= Maritime Security Task Force =

The Maritime Security Task Force is a high-readiness standing task force of the Republic of Singapore Navy (RSN) responsible for maritime security operations.

It is structured to work closely with other task forces of the Singapore Armed Forces (SAF), other national maritime agencies, and international partners.

== History ==
The Republic of Singapore Navy's Coastal Command was the national coordinating authority for maritime security since 1988, and it was a navy-level formation that could only muster its own organic assets.

The Coastal Command was restructured in 2004–2005, when the Fearless class vessels were transferred from the Fleet to the Coastal Command. 180 Squadron was also established to analyse shipping data, and monitor the situation at sea from ashore and Accompanying Sea Sea Security Teams placed on merchant ships.

The Coastal Command was subsequently restructured into the Maritime Security Task Force on 19 January 2009, by pulling together both armed forces and national maritime agencies.

It initially consisted of three groups:

- Comprehensive Maritime Awareness Group, which pieces together a comprehensive operational picture, by building information-sharing networks and collating information gathered from national agencies, international partners, and shipping community.
- Operations Group, which comprises operations planners from the Republic of Singapore Navy, Republic of Singapore Air Force, and Singapore Army, who plan and execute operations with an integrated approach.
- Inter-agency Coordination Group, which includes representatives from the Police Coast Guard, SCDF Marine Division, Maritime and Port Authority of Singapore, Immigration and Checkpoints Authority, and Singapore Customs, to ensure seamless coordination in the execution of national-level operations.

== Organisation ==
The Maritime Security Task Force is helmed by a rear admiral, and is operationally responsible to the Chief of Defence Force.
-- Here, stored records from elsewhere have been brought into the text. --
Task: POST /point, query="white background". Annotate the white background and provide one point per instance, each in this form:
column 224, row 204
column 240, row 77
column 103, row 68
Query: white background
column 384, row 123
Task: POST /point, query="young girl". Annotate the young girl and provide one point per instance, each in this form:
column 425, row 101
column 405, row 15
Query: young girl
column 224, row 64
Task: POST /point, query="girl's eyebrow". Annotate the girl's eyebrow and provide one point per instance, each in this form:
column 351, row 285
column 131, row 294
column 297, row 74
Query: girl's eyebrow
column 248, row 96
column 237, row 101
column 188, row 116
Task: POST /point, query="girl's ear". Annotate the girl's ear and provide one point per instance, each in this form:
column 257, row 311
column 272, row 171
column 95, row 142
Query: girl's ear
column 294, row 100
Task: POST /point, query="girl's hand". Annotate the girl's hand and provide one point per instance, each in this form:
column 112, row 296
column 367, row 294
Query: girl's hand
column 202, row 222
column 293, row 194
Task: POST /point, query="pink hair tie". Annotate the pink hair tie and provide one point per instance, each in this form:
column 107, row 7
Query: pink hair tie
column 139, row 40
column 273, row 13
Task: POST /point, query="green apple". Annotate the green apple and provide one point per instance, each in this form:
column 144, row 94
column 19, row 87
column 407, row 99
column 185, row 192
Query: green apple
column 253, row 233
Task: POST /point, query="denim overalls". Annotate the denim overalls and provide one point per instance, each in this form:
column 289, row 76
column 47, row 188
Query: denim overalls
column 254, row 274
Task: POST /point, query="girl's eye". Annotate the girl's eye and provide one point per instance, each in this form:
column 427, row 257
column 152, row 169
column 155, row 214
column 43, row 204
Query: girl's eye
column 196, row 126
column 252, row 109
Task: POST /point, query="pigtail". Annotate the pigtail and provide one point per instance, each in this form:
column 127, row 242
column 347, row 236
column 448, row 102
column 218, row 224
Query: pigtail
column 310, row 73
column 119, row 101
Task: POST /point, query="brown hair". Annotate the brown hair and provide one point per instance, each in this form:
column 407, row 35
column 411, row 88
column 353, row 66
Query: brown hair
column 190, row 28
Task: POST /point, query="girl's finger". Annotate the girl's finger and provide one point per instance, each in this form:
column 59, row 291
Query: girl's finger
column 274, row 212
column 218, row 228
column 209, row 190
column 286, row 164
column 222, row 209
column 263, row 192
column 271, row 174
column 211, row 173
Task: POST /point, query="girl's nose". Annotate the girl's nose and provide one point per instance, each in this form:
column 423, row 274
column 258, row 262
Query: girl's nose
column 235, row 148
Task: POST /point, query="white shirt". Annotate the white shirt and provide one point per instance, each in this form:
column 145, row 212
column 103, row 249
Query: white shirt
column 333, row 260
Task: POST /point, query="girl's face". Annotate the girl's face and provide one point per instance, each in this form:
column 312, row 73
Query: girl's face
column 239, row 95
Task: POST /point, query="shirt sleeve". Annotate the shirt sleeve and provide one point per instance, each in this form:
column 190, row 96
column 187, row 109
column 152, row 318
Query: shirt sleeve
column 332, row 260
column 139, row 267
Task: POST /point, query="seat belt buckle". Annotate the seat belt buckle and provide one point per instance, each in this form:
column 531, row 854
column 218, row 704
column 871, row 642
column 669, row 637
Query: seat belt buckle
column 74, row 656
It comprises two operational groups, and an information-sharing centre.

=== Operational Groups ===
Sea Security Group is in charge of seaward maritime security activities in Singapore's surrounding waterways. This include regular patrols, boarding and escort activities in the Singapore Strait, as well as maritime surveillance.

Force Protection Group is responsible for against dangers from the sea, and is in charge of defending naval facilities and installations and enforcing security. A quick response force will be dispatched to protect against infiltration and other maritime dangers in the event of a seaward intrusion.

These two operational groups work closely with the Singapore Maritime Crisis Centre to plan and coordinate actions with other national maritime agencies in the case of a maritime incident.

=== Information Fusion Centre ===
The Information Fusion Centre is a multinational maritime security information-sharing and collaboration centre. It has linkages with more than 90 military, maritime and law enforcement agencies from more than 40 countries. It also has more than 160 international liaison officers from 25 countries deployed to Singapore on a rotational basis.

== Exercises ==
The Maritime Security Task Force conducts annual exercises to drill whole-of-government responses to maritime incidents. These include Exercise Highcrest and Exercise Apex.